Writing 101 – Day 10 – Trash Day

Trash Day

George is a terrible name for a Scotty. That’s why the man named his Edinburgh. Eddie for short. Eddie’s favorite day is garbage day, and so, today is his favorite day.

They stroll along the wet, windswept sidewalk, over pastel leaves pasted to the cracked cement by last night’s rain. Eddie’s feet chug like the side rods on a steam locomotive, then halt. They have arrived at the next garbage can. Sniff, sniff. His head, down at first, slowly rises, black eyes to the side, his nostrils flaring and clenching, flaring and clenching. And then, just as quickly as they stopped, it’s time to move on.

He knows that Eddie knows what’s inside every can, but the tales those contents ignite are his and his alone. A storyteller’s brew of fact, fiction and speculation is mixed into every brown tub introduced to the curb on trash day. One can is open, its lid unable to close over a large cardboard box, warping in the damp. Someone got a promotion, and therefore, a new big-screen. Another can harbors bottles, clinking with every gust as they roll around the bottom of an otherwise empty tub, rocking with the sweet acid stench of rum and loneliness. Yet another is clearly oversized, not even a third full. There was a time when its weekly burden overflowed, but not since the week the widow lost her husband. And yet another holds reams and reams of manuscripts, ink running through the paper-clipped bundles, transforming the fonts into lightning strikes of failure. One page lifts in a gust and lands at Eddie’s feet. He sniffs briefly and then trots on, adding a muddy paw print to the only words on the page, the end.

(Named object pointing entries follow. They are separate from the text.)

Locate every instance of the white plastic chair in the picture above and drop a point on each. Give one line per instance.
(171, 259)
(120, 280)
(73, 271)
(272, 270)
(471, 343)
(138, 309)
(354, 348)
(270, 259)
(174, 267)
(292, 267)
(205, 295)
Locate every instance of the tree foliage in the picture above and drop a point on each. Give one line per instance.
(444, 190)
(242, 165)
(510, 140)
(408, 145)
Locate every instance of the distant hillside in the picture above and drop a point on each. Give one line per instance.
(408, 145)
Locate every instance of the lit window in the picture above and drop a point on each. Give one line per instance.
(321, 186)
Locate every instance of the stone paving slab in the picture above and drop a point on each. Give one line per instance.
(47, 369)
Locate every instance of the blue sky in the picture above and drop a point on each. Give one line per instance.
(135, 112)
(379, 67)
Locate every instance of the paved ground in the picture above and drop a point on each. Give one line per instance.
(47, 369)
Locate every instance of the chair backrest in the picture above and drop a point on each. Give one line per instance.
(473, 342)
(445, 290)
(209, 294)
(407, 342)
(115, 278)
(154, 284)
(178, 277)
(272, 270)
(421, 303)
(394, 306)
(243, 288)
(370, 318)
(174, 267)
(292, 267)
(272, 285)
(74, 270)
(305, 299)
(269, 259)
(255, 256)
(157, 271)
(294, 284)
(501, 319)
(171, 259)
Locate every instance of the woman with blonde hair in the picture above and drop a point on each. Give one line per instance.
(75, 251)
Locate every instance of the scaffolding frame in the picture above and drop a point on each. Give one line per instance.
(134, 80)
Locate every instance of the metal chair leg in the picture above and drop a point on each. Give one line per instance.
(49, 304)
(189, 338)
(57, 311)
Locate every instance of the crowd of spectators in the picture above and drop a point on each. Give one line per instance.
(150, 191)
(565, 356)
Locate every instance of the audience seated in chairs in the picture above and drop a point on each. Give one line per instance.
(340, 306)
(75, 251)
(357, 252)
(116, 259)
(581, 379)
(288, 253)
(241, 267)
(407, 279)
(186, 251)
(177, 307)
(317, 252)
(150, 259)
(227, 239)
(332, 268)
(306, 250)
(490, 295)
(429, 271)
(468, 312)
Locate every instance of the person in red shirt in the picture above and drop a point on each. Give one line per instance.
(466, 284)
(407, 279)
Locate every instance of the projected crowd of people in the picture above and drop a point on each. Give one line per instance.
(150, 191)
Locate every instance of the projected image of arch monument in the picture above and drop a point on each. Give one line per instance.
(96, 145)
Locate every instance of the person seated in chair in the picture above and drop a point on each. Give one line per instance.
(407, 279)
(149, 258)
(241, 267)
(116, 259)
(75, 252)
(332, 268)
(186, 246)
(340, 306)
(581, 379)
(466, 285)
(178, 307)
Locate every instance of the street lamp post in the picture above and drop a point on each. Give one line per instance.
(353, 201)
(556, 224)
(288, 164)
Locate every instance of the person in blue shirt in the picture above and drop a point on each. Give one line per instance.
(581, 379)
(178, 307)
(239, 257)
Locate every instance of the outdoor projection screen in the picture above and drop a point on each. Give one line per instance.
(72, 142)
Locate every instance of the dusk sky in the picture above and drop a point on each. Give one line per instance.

They make it back to their driveway just in time to see the garbage truck’s mechanical yellow arm squeeze, lift and dump their own can. A week of their life, tumbling into the bed of the truck like a lost phone number. Eddie rolls on his side and starts chewing on a cherished stick he discovered weeks before.

The man watches his dog gnawing the twig’s end and decides, we are defined as much by the things we discard as we are by the things we keep.